How many sub-volume do we have to make?

Certainly, I was training a model using 25 sub-volumes from one 3D image. The model learned well with that data; however, overfitting persists because I only used one 3D image. If I create all sub-volumes for 484 images, I will have 12,100 sub-volumes, and it takes too long to train the model. So, my question is, how many sub-volumes should we create for each image to achieve good results in data validation? Specifically, I want to avoid overfitting. Has anyone tried this approach before?

1 Like

How about trying total 300 images and dividing 240 training dataset(80%) and 60 validation dataset(20%)

anything lower than that can also work but will question model’s accuracy.

A total of 100 images would be must (dividing into 80-20) subset.

Regards
DP

Is creating 25 sub-volumes for each image a good choice for this dataset, or can I try making only 10 sub-volumes for each image? Please answer based on your experience. Thank you, sir.

1 Like

Experience would come with trial and error. I cannot give a definite answer on an incomplete understanding of your data and model algorithm planning.

Sub-volume can be decided based on your input shape, like in the assignment the 3D image had (240, 240, 155) which in sub-volume was converted to generate (160, 160, 16)

I hope you have gone through the data processing using patches section properly from the assignment.

No one can confirm sub-volume without knowing the data in detail. Although as I can see you are going to use less number images you could probably go ahead with 10 sub-volumes, cannot confirm.

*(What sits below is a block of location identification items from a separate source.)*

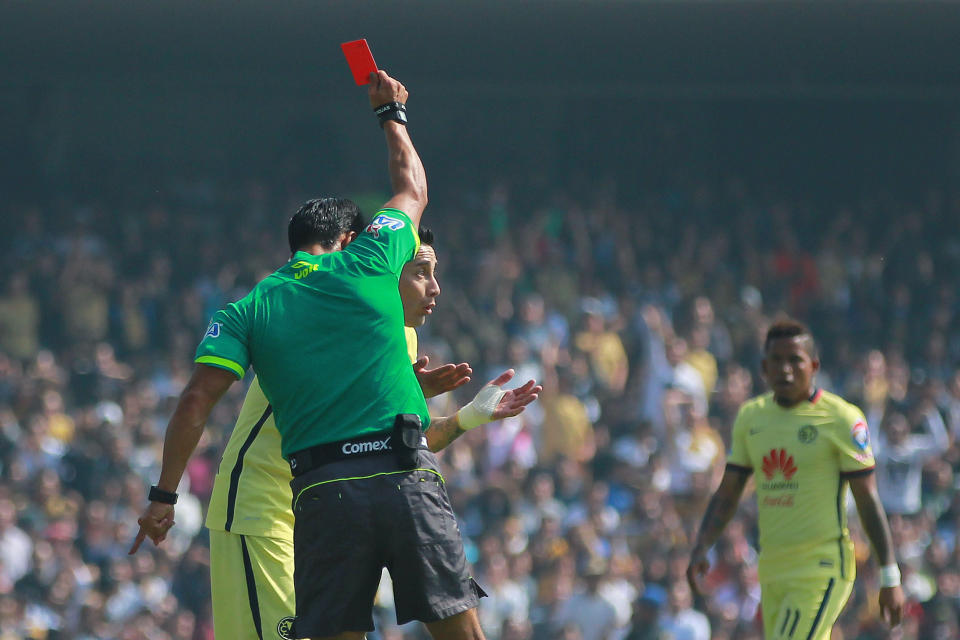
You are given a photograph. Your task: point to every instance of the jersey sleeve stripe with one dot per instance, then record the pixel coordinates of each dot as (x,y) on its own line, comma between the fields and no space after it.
(858,473)
(222,363)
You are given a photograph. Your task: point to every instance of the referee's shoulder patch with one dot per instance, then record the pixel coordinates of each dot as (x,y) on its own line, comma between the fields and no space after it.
(285,628)
(384,222)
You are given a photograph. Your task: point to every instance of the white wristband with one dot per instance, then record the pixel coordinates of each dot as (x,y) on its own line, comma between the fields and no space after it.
(889,576)
(480,409)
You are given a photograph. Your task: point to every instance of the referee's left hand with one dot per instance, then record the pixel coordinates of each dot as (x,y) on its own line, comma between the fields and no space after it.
(891,604)
(448,377)
(154,523)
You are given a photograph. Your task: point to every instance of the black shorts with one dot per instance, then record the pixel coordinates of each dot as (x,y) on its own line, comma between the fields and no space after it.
(354,517)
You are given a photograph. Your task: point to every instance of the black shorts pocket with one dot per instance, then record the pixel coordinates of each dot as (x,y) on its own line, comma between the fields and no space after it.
(425,512)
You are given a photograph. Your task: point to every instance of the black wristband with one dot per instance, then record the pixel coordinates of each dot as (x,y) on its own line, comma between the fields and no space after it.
(159,495)
(396,111)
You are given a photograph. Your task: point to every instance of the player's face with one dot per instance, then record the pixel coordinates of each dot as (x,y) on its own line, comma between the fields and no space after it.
(419,287)
(789,369)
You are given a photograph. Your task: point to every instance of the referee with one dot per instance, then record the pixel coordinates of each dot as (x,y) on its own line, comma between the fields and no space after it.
(324,334)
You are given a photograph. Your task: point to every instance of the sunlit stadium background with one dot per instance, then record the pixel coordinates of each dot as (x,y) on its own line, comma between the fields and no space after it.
(624,194)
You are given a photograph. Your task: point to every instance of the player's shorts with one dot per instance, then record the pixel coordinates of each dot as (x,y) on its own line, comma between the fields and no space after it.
(802,608)
(354,517)
(251,582)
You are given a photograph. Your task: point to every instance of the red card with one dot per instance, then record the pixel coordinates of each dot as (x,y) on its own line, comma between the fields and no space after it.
(360,60)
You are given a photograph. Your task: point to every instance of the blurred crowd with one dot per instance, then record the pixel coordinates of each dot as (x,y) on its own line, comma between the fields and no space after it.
(642,316)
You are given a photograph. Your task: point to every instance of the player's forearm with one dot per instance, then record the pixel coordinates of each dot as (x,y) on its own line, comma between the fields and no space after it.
(407,176)
(874,521)
(442,432)
(183,434)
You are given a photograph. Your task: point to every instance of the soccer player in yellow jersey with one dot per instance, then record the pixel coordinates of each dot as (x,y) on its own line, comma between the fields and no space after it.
(250,517)
(804,446)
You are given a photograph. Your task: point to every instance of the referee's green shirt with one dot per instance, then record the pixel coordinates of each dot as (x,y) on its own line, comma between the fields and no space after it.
(325,337)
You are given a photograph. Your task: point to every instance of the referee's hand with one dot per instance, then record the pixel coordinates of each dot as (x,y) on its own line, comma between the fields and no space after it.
(383,89)
(154,523)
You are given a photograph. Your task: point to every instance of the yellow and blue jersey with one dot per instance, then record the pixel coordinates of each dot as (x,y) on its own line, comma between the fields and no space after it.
(802,457)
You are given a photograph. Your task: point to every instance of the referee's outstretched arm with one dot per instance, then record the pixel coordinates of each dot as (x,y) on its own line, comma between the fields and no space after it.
(407,177)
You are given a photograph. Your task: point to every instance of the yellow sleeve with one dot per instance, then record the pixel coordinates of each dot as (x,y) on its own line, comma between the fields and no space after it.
(739,456)
(852,440)
(411,335)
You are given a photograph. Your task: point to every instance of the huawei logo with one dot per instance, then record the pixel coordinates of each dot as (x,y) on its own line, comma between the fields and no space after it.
(778,459)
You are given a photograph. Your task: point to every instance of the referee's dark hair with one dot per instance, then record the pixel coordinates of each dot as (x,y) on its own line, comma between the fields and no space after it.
(426,235)
(786,327)
(323,221)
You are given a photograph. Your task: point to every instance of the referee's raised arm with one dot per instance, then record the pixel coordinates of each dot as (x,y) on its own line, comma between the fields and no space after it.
(388,97)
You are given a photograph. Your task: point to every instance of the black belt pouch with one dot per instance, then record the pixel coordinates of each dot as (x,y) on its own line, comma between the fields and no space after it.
(406,439)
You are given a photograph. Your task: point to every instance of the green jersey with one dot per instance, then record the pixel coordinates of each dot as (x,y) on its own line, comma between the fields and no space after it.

Wait for your choice of expertise advise :slight_smile:

Regards
DP

You are right, the number of sub-volumes cannot be confirmed as it also depends on the model algorithm. I just don’t have much time for trial and error because the deadline for my paper is running out. Thank you, sir, for the advice.

1 Like


here is the error sir, @Deepti_Prasad

1 Like

Hello @Elvaret_M168DSX1546

your error is coming with the line mentioned for X[i, :, :, :]

Can I know the reason behind transposing both x data and y data here??

Based on this webpage (3D Data-Augmentation Using tf.data and Volumentations-3D Library | by Fakrul Islam Tushar | Medium) and this repository (volumentations/example.py at master · ashawkey/volumentations · GitHub, the Volumentations library for augmentation requires the input shape to be in the form [imgs: [D, H, W, C], where the depth or batch dimension should be the first]. To match this shape, I transpose the dimensions (because my X dimension is [num_channel, dim_x, dim_y, dim_z]), and after the augmentation, I revert the shape back.

1 Like

Hello Elvaret,

the reason I think this issue is arising because you are mask for the y data after the transpose of x data and y data.

Can I know reason behind using mask for the y data??